Originally estimates were that 2.6 per cent of people who had a mesh implant needed a reversal procedure due to complications but the new research now suggests that the correct figure is 3.3 per cent.
Flexible mesh tapes to treat incontinence were thought to be safer than the rigid mesh that was used to treat organ prolapse after child birth, but now the safety of this tape has been called into question.
Out of 100,000 women who received a vaginal mesh implant, 3.3 per cent (3,137 women) needed the implant removed within a decade – a third more than an NHS audit reported. Younger women who have had the implant could be at a higher risk, with studies suggesting that the need for removal rises to 4.4 per cent of women between 18 and 39.
Thousands of people across the UK and overseas have brought lawsuits because of injuries suffered due to mesh surgery. When the implant deforms, it lacerates soft tissues of the vaginal canal, causing pain and disability.
"We represent hundreds of people, not just women, who are victims of mesh many of whom have had their lives ruined because of it. We are committed to fighting against the use of mesh in surgery until its full effects are known, only that way will we prevent it causing irreparable damage to even more lives."
Despite known complications for years it was only this year that the government began to investigate the matter properly and a directive was issued to NHS trusts in England advising that mesh implants should only be used as a last resort and under vigilant supervision with regular check-ups to monitor any complications that may arise.

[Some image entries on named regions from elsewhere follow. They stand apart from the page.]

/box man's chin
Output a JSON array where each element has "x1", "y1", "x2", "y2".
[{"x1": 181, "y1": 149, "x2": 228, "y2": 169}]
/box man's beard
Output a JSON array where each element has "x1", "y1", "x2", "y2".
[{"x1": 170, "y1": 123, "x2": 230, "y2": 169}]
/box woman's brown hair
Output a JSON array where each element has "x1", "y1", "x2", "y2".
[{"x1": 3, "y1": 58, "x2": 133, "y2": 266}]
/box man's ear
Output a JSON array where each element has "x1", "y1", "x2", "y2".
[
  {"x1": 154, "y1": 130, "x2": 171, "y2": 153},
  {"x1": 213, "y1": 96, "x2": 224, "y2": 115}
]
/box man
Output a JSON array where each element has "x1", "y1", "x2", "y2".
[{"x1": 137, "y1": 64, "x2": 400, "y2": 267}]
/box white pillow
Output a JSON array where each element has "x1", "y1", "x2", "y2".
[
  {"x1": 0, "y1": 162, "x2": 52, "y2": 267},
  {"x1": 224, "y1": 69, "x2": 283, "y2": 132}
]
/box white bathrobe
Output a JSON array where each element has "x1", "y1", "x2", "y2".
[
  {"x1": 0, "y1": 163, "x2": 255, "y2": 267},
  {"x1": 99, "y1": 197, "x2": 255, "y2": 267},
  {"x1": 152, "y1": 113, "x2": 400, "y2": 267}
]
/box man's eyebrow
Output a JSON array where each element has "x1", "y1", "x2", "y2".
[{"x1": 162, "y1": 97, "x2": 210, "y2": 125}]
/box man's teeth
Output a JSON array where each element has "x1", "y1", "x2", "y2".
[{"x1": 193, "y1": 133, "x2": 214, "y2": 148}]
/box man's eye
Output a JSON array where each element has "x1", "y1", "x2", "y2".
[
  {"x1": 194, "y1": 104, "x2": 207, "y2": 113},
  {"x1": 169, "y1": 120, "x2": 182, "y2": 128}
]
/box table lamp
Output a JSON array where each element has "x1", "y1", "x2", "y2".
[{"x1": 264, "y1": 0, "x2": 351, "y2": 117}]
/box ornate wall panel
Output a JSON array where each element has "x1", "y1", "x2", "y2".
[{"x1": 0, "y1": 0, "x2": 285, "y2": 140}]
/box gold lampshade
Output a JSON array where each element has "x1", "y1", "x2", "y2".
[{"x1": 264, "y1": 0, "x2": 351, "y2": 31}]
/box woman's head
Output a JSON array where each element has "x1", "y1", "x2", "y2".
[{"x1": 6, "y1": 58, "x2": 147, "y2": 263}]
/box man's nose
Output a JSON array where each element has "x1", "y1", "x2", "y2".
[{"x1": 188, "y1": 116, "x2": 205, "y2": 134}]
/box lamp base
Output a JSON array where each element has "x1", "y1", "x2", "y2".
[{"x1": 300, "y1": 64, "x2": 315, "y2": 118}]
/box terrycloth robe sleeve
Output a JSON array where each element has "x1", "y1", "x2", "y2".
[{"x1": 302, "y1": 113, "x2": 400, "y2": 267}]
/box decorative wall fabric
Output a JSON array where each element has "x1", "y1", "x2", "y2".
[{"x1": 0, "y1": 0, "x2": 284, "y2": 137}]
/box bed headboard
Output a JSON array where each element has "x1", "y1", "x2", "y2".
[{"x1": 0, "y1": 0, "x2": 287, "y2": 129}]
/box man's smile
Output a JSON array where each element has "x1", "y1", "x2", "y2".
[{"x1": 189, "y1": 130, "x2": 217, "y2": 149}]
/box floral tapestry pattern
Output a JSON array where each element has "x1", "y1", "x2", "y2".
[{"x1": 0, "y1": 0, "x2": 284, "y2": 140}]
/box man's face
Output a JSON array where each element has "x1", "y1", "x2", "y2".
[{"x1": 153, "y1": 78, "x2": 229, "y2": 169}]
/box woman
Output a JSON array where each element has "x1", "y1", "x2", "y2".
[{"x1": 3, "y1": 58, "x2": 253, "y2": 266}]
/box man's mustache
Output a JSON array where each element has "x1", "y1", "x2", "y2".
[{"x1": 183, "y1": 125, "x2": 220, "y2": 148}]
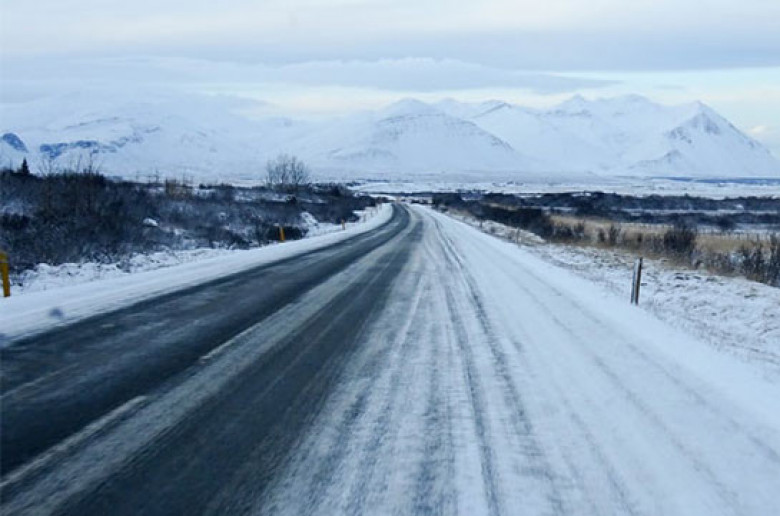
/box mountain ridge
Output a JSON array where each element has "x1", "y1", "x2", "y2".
[{"x1": 0, "y1": 95, "x2": 780, "y2": 180}]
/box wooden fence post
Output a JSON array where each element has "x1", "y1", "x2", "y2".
[
  {"x1": 0, "y1": 251, "x2": 11, "y2": 297},
  {"x1": 631, "y1": 256, "x2": 642, "y2": 305}
]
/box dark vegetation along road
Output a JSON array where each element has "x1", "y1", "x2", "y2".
[
  {"x1": 0, "y1": 206, "x2": 780, "y2": 516},
  {"x1": 2, "y1": 208, "x2": 420, "y2": 514}
]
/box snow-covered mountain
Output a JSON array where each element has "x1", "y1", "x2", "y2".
[{"x1": 0, "y1": 95, "x2": 780, "y2": 180}]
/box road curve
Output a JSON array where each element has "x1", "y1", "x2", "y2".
[{"x1": 2, "y1": 204, "x2": 780, "y2": 515}]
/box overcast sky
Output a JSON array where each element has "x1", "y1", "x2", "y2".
[{"x1": 0, "y1": 0, "x2": 780, "y2": 156}]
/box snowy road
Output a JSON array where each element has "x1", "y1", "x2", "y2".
[{"x1": 3, "y1": 204, "x2": 780, "y2": 515}]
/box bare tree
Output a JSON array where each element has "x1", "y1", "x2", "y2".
[{"x1": 265, "y1": 154, "x2": 311, "y2": 191}]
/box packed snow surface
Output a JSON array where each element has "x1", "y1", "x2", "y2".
[
  {"x1": 2, "y1": 207, "x2": 780, "y2": 516},
  {"x1": 0, "y1": 204, "x2": 392, "y2": 345},
  {"x1": 264, "y1": 209, "x2": 780, "y2": 516}
]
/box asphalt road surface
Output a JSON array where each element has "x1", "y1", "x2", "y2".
[{"x1": 0, "y1": 205, "x2": 780, "y2": 515}]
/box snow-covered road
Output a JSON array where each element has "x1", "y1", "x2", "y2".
[
  {"x1": 5, "y1": 207, "x2": 780, "y2": 516},
  {"x1": 264, "y1": 210, "x2": 780, "y2": 515}
]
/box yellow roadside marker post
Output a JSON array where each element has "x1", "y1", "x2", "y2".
[{"x1": 0, "y1": 251, "x2": 11, "y2": 297}]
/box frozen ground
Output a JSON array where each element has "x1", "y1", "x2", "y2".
[
  {"x1": 3, "y1": 207, "x2": 780, "y2": 516},
  {"x1": 444, "y1": 208, "x2": 780, "y2": 381},
  {"x1": 355, "y1": 177, "x2": 780, "y2": 199},
  {"x1": 0, "y1": 204, "x2": 392, "y2": 345}
]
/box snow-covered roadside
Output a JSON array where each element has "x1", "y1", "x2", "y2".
[
  {"x1": 442, "y1": 209, "x2": 780, "y2": 381},
  {"x1": 0, "y1": 204, "x2": 392, "y2": 347},
  {"x1": 13, "y1": 208, "x2": 377, "y2": 296}
]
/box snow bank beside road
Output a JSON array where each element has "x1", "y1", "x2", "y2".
[{"x1": 0, "y1": 204, "x2": 392, "y2": 347}]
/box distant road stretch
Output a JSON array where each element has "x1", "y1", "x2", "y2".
[{"x1": 0, "y1": 205, "x2": 780, "y2": 515}]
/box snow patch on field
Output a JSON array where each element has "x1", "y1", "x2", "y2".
[
  {"x1": 0, "y1": 204, "x2": 393, "y2": 347},
  {"x1": 450, "y1": 208, "x2": 780, "y2": 381}
]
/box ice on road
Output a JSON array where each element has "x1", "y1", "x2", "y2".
[{"x1": 264, "y1": 209, "x2": 780, "y2": 515}]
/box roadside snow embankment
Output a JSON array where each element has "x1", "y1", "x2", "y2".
[
  {"x1": 442, "y1": 207, "x2": 780, "y2": 381},
  {"x1": 0, "y1": 204, "x2": 393, "y2": 347}
]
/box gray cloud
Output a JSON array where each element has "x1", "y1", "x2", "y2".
[{"x1": 4, "y1": 58, "x2": 615, "y2": 99}]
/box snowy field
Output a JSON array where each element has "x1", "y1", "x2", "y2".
[
  {"x1": 0, "y1": 204, "x2": 392, "y2": 346},
  {"x1": 444, "y1": 208, "x2": 780, "y2": 382},
  {"x1": 8, "y1": 208, "x2": 376, "y2": 296}
]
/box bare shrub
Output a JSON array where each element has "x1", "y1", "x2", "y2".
[
  {"x1": 663, "y1": 222, "x2": 698, "y2": 259},
  {"x1": 265, "y1": 154, "x2": 311, "y2": 192}
]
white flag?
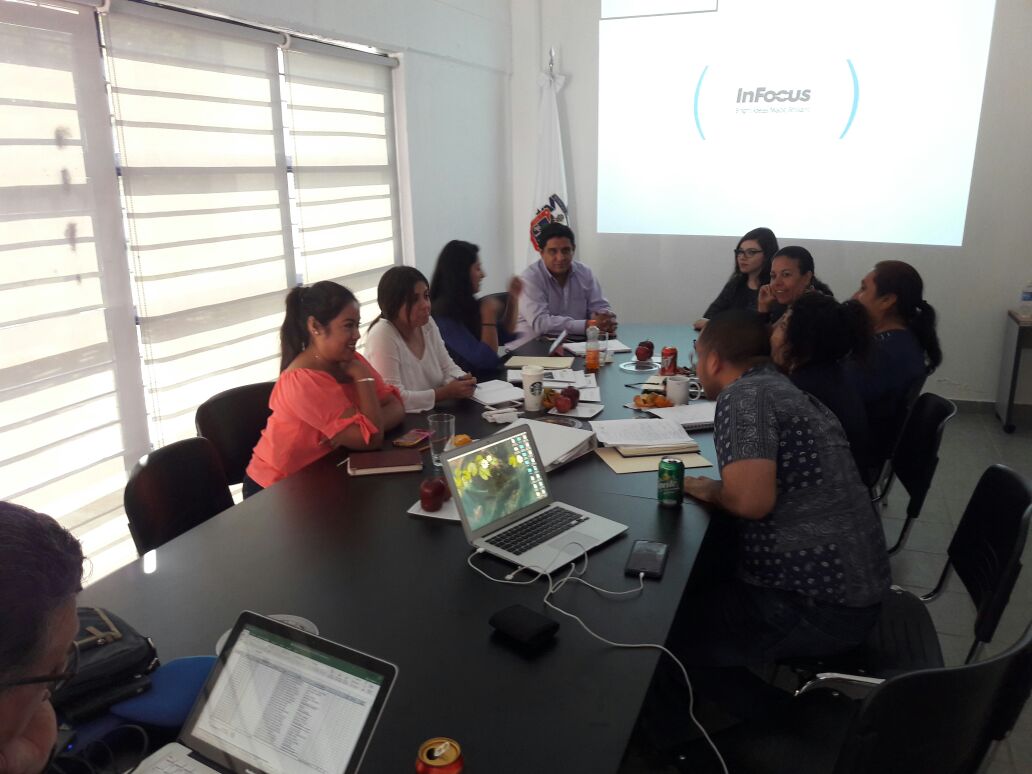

Authors of the latest study noted a gradual decline in mesh operations, falling by 50 per cent from 2006 to 2015.
Linda Millband, lead lawyer for clinical negligence at Thompsons Solicitors, said: “The number of women reporting complications from their mesh surgery is growing at an alarming rate, which is deeply concerning.
“We represent hundreds of people, not just women, who are victims of mesh many of whom have had their lives ruined because of it. We are committed to fighting against the use of mesh in surgery until its full effects are known, only that way will we prevent it causing irreparable damage to even more lives.”
Kath Sansom, director of campaign group Sling the Mesh, said: "As Disraeli said, there are lies, damned lies and statistics.
“Nobody knows the true risk of mesh unless there is a national recall. Thousands of mesh patients will be suffering having not made the connection mesh is causing their pain, some will have been treated in private hospitals where there is no data capture, while others just go back and forth to GPs for pain meds or antibiotics for infection so won’t be picked up.”